NJ court rules plaintiffs’ experts’ opinions are inadmissible, grants summary judgment for defendants in two talc cases

/ 06.Sep, 2016
Departing from the rulings of judges in other jurisdictions, a New Jersey court Friday barred the plaintiffs’ causation experts from testifying and entered summary judgment for the defendants. The decision, which is the first to be issued in New Jersey’s In re Talc Based Powder Product Litigation MCL, will affect the remaining 203 lawsuits filed in New Jersey and could prove influential in other jurisdictions.

The Lawsuit    

The court’s September 2, 2016 Order and Opinion was issued in Brandi Carl v. Johnson & Johnson, et al. and Diana Balderrama v. Johnson & Johnson, et al., the two cases selected to serve as bellwethers in New Jersey’s talcum-powder MCL. According to the plaintiffs, they developed ovarian cancer after applying Johnson & Johnson talcum powders to their perineal area for many years. The plaintiffs alleged that defendants Johnson & Johnson, Johnson & Johnson Consumer Companies, Inc., and Imerys Talc America, Inc., knew that perineal-talc use could cause ovarian cancer yet failed to warn their customers. They further alleged that these defendants, in conjunction with defendant Personal Care Products Council, a cosmetics trade association, conspired to suppress and undermine research suggesting that perineal-talc use could cause ovarian cancer.

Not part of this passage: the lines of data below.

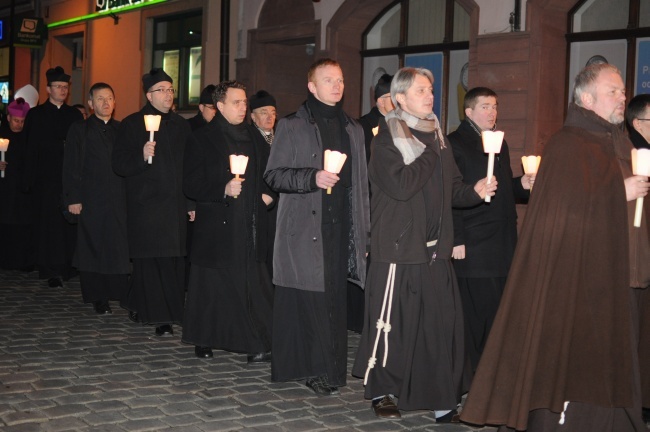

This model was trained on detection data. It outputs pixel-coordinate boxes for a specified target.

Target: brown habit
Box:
[461,105,636,430]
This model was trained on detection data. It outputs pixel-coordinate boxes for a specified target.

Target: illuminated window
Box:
[153,12,203,110]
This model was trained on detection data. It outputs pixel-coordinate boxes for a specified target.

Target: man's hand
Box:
[142,141,156,160]
[474,176,499,198]
[68,204,81,214]
[521,174,536,190]
[224,178,244,196]
[316,170,339,189]
[625,176,650,201]
[451,245,465,259]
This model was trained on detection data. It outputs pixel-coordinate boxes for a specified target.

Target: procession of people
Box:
[0,58,650,432]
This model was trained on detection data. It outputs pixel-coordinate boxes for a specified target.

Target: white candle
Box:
[481,131,503,202]
[144,114,162,165]
[632,149,650,228]
[0,138,9,178]
[323,150,348,195]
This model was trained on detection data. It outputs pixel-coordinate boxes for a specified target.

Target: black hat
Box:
[248,90,277,111]
[45,66,70,85]
[375,74,393,100]
[199,84,217,105]
[142,68,174,93]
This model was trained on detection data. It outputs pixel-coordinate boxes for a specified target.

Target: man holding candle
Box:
[25,66,83,288]
[0,98,35,270]
[461,64,649,432]
[264,59,370,396]
[352,68,498,422]
[183,81,275,364]
[448,87,533,378]
[625,94,650,422]
[63,82,129,315]
[113,68,191,336]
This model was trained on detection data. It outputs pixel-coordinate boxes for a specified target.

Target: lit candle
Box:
[144,114,162,164]
[0,138,9,178]
[521,156,542,191]
[481,131,503,202]
[632,149,650,228]
[324,150,348,195]
[230,155,248,198]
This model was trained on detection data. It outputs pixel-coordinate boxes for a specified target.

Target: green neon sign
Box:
[47,0,167,29]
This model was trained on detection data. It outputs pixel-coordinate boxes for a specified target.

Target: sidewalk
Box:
[0,271,495,432]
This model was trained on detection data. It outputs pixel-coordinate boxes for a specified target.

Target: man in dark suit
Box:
[183,81,275,364]
[449,87,532,371]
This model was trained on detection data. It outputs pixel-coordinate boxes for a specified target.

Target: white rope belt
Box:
[363,239,438,385]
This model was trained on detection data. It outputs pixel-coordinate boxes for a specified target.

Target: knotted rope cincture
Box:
[363,263,397,385]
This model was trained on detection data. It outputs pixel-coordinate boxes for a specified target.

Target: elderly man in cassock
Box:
[183,81,275,364]
[63,82,129,315]
[461,64,650,432]
[25,66,83,288]
[352,68,497,422]
[113,68,191,336]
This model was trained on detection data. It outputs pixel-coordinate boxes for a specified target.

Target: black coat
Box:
[113,104,191,258]
[0,122,34,225]
[448,120,529,278]
[63,115,129,274]
[183,113,277,268]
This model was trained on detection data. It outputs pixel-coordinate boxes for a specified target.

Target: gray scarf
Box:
[385,108,446,165]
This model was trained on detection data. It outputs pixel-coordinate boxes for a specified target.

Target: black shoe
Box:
[372,395,402,419]
[93,300,113,315]
[305,376,339,396]
[436,410,460,423]
[47,277,63,288]
[194,345,214,358]
[156,324,174,336]
[248,351,271,364]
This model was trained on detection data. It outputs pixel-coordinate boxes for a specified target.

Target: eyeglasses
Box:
[149,87,176,94]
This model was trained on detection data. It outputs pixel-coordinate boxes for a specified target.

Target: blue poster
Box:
[404,53,443,118]
[634,39,650,95]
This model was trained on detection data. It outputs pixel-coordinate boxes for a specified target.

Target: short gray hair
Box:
[573,63,621,106]
[390,67,433,108]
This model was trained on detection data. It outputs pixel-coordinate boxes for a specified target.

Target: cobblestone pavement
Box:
[0,271,494,432]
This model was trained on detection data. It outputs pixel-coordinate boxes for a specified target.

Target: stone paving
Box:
[0,271,495,432]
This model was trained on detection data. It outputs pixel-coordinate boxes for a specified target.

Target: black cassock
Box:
[183,113,275,354]
[113,103,191,324]
[63,115,129,302]
[0,122,36,270]
[23,99,83,279]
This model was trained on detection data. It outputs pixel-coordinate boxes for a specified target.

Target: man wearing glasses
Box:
[113,68,191,336]
[25,66,83,288]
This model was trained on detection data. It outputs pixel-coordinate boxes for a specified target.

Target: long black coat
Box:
[113,104,191,258]
[448,120,529,278]
[0,122,34,225]
[23,99,83,272]
[183,114,277,268]
[63,115,129,274]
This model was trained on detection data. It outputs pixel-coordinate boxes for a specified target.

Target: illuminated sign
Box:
[47,0,167,28]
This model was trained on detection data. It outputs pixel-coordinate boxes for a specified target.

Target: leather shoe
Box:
[156,324,174,336]
[47,278,63,288]
[248,351,271,364]
[305,376,339,396]
[372,395,402,419]
[93,300,113,315]
[194,345,214,358]
[436,410,460,423]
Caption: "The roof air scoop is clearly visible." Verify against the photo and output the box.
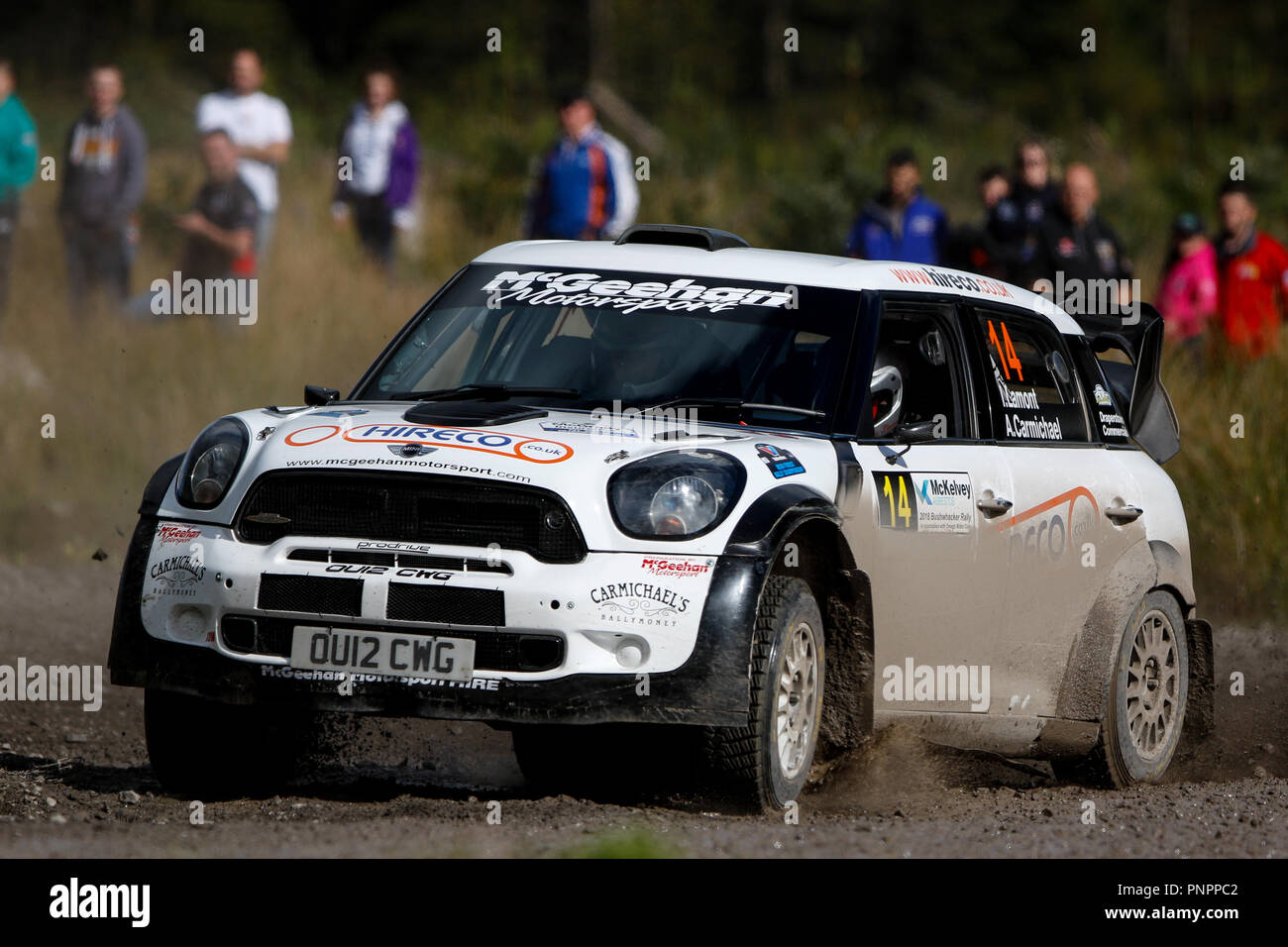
[614,224,751,252]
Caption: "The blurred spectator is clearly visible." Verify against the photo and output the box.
[331,69,420,265]
[58,65,149,313]
[845,149,948,264]
[524,91,640,240]
[1218,180,1288,359]
[197,49,291,263]
[949,164,1012,279]
[1030,163,1130,307]
[0,59,36,322]
[1158,214,1218,348]
[174,129,259,281]
[987,138,1060,286]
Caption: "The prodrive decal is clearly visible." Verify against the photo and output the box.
[286,424,574,464]
[480,269,796,313]
[872,471,975,532]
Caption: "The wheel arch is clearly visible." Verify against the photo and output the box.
[1056,540,1214,732]
[726,484,875,756]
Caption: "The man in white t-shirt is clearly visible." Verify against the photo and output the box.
[197,49,291,264]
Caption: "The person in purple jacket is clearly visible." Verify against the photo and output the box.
[331,68,420,265]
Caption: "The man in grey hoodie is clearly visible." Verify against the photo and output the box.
[58,65,149,314]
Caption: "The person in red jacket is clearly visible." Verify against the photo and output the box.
[1218,180,1288,359]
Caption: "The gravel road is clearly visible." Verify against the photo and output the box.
[0,556,1288,858]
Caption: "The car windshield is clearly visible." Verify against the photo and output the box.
[355,264,859,432]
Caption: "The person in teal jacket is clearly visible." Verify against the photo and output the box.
[0,59,36,316]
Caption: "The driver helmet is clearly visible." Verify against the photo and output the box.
[590,310,700,398]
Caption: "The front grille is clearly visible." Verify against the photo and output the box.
[258,573,362,614]
[286,549,514,576]
[385,582,505,627]
[219,614,564,672]
[236,471,587,563]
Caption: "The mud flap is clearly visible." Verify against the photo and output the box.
[1185,618,1216,737]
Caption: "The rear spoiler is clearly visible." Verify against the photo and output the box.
[1073,303,1181,464]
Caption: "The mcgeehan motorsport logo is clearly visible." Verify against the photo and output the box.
[481,269,798,313]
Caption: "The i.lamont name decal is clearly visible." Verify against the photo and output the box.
[286,424,574,464]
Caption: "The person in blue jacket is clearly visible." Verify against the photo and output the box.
[845,149,948,264]
[0,59,36,322]
[523,90,640,240]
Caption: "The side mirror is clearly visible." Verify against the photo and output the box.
[304,385,340,407]
[886,421,936,464]
[894,421,935,445]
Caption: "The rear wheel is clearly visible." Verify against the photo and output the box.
[1055,591,1190,789]
[707,576,824,810]
[143,688,316,798]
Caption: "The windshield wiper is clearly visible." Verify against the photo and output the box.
[389,381,581,401]
[644,398,827,417]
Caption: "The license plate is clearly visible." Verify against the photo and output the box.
[291,625,474,682]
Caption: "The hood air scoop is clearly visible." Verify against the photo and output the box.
[403,401,550,428]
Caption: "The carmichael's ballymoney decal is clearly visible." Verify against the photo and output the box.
[286,424,574,464]
[590,582,690,627]
[149,553,206,598]
[480,269,796,313]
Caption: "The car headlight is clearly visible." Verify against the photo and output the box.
[608,451,747,540]
[179,417,250,510]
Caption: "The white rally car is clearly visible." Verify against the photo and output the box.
[110,224,1212,806]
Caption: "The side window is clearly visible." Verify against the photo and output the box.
[1072,339,1133,445]
[975,308,1089,443]
[859,300,975,438]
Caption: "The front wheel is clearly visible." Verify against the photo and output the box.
[707,576,824,810]
[1057,591,1190,789]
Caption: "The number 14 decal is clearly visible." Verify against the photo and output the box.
[988,320,1024,381]
[872,472,917,530]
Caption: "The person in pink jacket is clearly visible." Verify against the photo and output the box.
[1158,214,1216,348]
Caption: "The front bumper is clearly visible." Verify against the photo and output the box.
[108,515,765,725]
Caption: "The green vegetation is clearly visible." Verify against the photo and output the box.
[561,827,683,858]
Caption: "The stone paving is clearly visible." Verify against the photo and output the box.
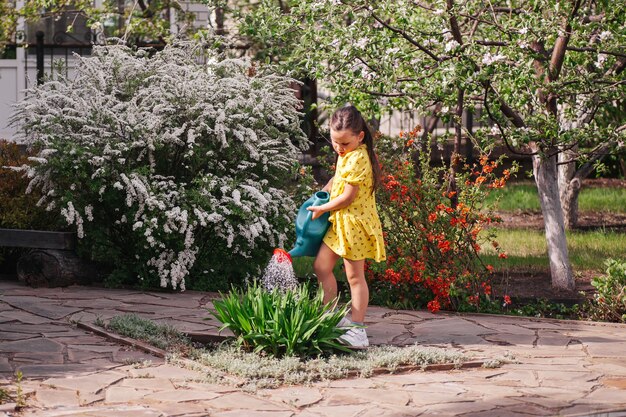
[0,281,626,417]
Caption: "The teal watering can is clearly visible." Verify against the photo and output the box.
[289,191,330,256]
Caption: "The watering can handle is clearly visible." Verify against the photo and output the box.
[302,210,313,235]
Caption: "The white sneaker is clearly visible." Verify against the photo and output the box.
[336,317,354,329]
[337,327,370,347]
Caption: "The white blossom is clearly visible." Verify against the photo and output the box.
[14,38,308,289]
[482,52,506,65]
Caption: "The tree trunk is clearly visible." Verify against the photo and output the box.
[533,152,575,290]
[447,89,465,208]
[17,249,98,287]
[559,147,582,229]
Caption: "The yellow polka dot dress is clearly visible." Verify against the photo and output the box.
[324,144,386,262]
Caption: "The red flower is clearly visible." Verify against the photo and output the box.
[426,300,441,313]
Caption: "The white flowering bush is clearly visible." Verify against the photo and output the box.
[12,44,306,289]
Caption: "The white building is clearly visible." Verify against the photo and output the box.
[0,0,210,140]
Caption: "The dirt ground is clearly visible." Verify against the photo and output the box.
[492,179,626,302]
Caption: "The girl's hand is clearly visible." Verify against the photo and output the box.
[306,206,326,220]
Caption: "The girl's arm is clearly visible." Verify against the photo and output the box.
[307,180,359,220]
[322,175,335,193]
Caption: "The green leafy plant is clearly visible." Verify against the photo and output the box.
[185,343,468,390]
[587,259,626,323]
[504,298,580,320]
[211,282,350,357]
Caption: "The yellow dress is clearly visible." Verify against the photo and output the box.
[324,144,386,262]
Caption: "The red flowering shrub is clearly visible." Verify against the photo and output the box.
[366,130,511,312]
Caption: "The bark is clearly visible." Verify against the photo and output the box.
[559,147,582,229]
[17,249,98,287]
[447,89,465,208]
[533,151,575,290]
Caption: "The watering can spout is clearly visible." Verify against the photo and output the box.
[289,191,330,257]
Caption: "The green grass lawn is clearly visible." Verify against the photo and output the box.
[482,229,626,271]
[486,182,626,213]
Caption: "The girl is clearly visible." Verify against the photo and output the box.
[308,106,385,347]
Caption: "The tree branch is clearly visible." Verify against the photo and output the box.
[372,12,440,62]
[483,84,539,156]
[446,0,463,45]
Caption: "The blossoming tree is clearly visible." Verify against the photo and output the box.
[209,0,626,289]
[13,43,306,289]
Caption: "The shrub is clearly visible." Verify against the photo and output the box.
[211,283,349,357]
[0,139,59,230]
[0,139,62,273]
[587,259,626,323]
[12,43,306,289]
[103,313,190,350]
[367,129,511,312]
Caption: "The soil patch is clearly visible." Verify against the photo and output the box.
[491,270,599,304]
[496,210,626,232]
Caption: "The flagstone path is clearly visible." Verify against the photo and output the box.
[0,281,626,417]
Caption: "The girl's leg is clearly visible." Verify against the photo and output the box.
[313,242,339,304]
[343,258,370,323]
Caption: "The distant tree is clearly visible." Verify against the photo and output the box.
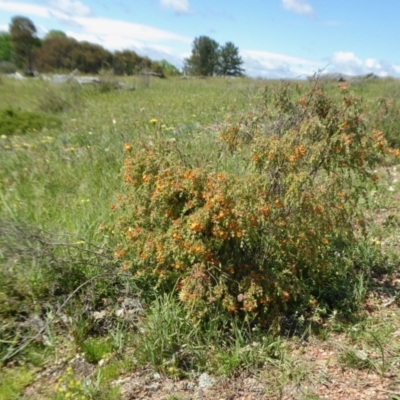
[112,50,142,75]
[0,32,12,61]
[218,42,244,76]
[10,16,40,70]
[184,36,219,76]
[44,29,67,40]
[158,60,181,76]
[34,36,79,72]
[71,42,112,74]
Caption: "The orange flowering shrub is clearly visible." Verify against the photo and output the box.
[112,84,396,324]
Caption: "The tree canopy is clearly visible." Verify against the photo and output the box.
[184,36,244,76]
[0,32,12,61]
[0,16,179,76]
[218,42,244,76]
[10,16,40,70]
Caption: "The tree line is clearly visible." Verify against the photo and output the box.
[0,16,244,76]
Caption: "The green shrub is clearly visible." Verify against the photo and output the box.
[0,108,61,135]
[112,83,392,325]
[0,61,17,74]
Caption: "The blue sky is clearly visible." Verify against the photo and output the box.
[0,0,400,78]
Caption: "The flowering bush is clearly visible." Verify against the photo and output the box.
[112,83,393,325]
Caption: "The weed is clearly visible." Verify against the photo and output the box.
[0,108,61,135]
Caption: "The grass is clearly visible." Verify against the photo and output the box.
[0,74,400,399]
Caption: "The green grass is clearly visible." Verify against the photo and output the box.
[0,74,400,400]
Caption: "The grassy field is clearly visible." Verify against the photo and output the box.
[0,73,400,400]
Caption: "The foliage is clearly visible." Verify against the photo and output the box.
[10,16,40,70]
[185,36,219,76]
[38,81,83,114]
[184,36,244,76]
[0,32,12,61]
[0,367,34,400]
[0,61,17,74]
[113,50,151,75]
[44,29,67,40]
[218,42,244,76]
[157,60,181,76]
[113,79,396,325]
[0,108,61,135]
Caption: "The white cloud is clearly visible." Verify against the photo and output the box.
[0,0,50,18]
[241,50,323,79]
[282,0,314,15]
[328,51,394,77]
[49,0,91,17]
[0,0,192,50]
[160,0,190,14]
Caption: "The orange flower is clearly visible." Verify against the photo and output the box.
[296,145,307,158]
[281,291,290,301]
[124,143,132,153]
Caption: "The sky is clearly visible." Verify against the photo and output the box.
[0,0,400,79]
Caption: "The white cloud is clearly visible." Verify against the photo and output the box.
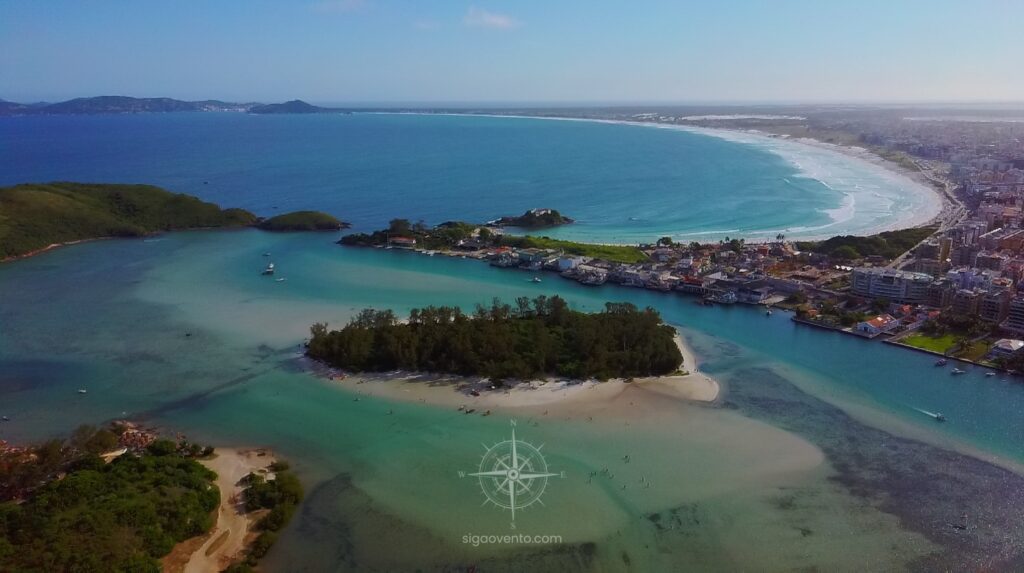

New Jersey law requires plaintiffs pursuing toxic-tort product-liability claims to prove that reliable scientific evidence supports their assertions. Recognizing that scientific debate can take years, and that, in the toxic-tort context, claims often may be based on new or emerging theories of causation, the law does not require that expert opinions supporting a plaintiff’s claim already are generally accepted in the relevant scientific community. It does, however, require that the expert’s approach is scientifically sound—i.e., that the methodology the expert employed to reach his or her conclusions and the data on which he or she relied is the same methodology and data that other researchers exploring the issue would use.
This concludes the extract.